Fabergé, contemporary master jeweller, has long been renowned for creativity in vivid colour. The House of Fabergé historically perfected the art of colour through expert coloured gemstone combinations and pavé-setting techniques, but also through the innovative use of enamelling of unprecedented calibre.

When Peter Carl Fabergé took over the family business in 1882, he soon focused on the design aspect of jewellery using a variety of gemstones, which earned him recognition as an artist-jeweller. Often more concerned with ingenuity than value, he famously said: ‘Expensive things interest me little if their value is merely in so many diamonds or pearls’.

Peter Carl Fabergé had a dual understanding of product and organisational design that served the aesthetic and aspirational desires of his clients. Fabergé’s key characteristics included a distinctive sense of proportion, signature colours in rich shades, setting each gemstone to its best advantage and taking the art of enamelling to new heights. Fabergé involved the finest craftsmen of his time in the manifold workshops creating his masterpieces – gem setters, enamellers, embossers, engravers, finishers, and others.

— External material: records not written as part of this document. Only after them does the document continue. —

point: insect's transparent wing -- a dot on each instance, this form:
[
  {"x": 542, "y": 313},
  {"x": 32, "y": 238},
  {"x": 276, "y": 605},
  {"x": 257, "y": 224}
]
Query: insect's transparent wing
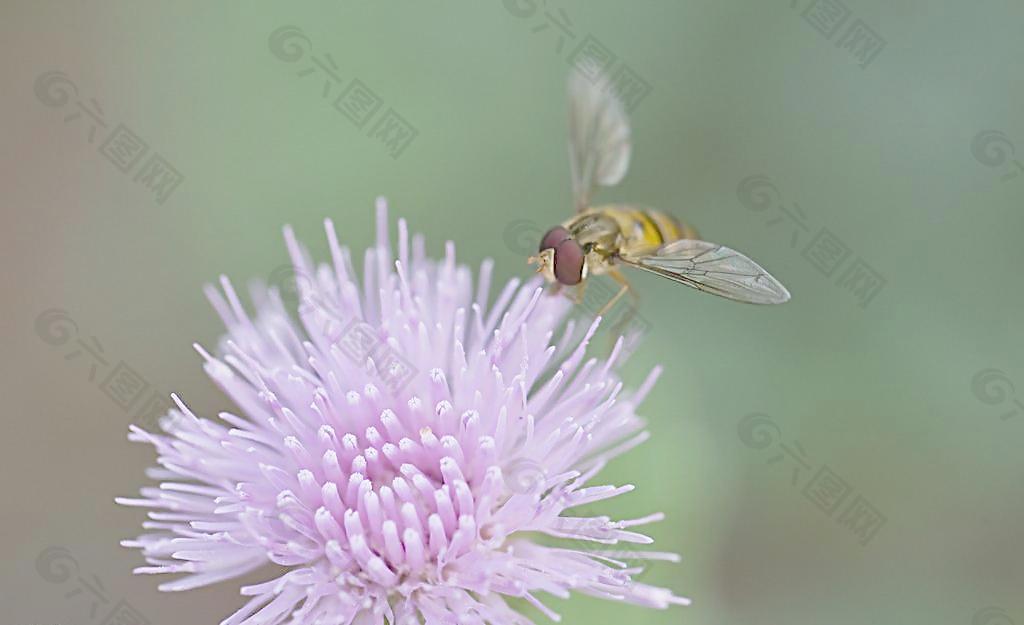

The House of Fabergé used a kaleidoscope of coloured gemstones in its designs. Emerald, ruby and sapphire were particularly popular, with amethyst, aquamarine, demantoid garnet, topaz, pyropes and cat’s eyes also widely used. Peter Carl Fabergé was particularly concerned with how to cut the gemstones artistically and how to obtain beautiful colour nuances when designing jewellery.

Today, Fabergé preserves this legacy with contemporary jewelled creations using exceptional, ethically-sourced coloured gemstones and innovative designs. Modern Fabergé creations harness revered craftsmanship, artistry and precious materials to capture the essence of its heritage.